On May 1, 2020, the Dolphins traded Harris to the Atlanta Falcons for a 2021 seventh-round draft pick. The next day, the Falcons declined the fifth-year option on Harris' contract, making him a free agent in 2021.
In Week 8 against the Carolina Panthers on Thursday Night Football, Harris was ejected from the game after hitting quarterback Teddy Bridgewater's head while he was sliding.

===Detroit Lions===
On March 19, 2021, Harris signed with the Detroit Lions. On March 18, 2022, Harris signed a two-year, $13 million contract extension with the Lions.

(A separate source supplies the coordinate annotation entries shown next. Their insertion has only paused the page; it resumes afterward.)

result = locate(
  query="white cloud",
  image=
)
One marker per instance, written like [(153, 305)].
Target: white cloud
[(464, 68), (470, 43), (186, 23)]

He was placed on injured reserve on November 28.

===Carolina Panthers===
On September 11, 2024, Harris signed with the Carolina Panthers. He was waived on November 25.

===Philadelphia Eagles===
On November 26, 2024, Harris was claimed off waivers by the Philadelphia Eagles. On December 8, Harris appeared in his first game as an Eagle, playing 4 defensive snaps in a 22–16 victory over the Carolina Panthers. He was waived by Philadelphia on December 28. On December 31, the Eagles re-signed Harris to their practice squad. Harris won a Super Bowl championship when the Eagles defeated the Kansas City Chiefs 40–22 in Super Bowl LIX.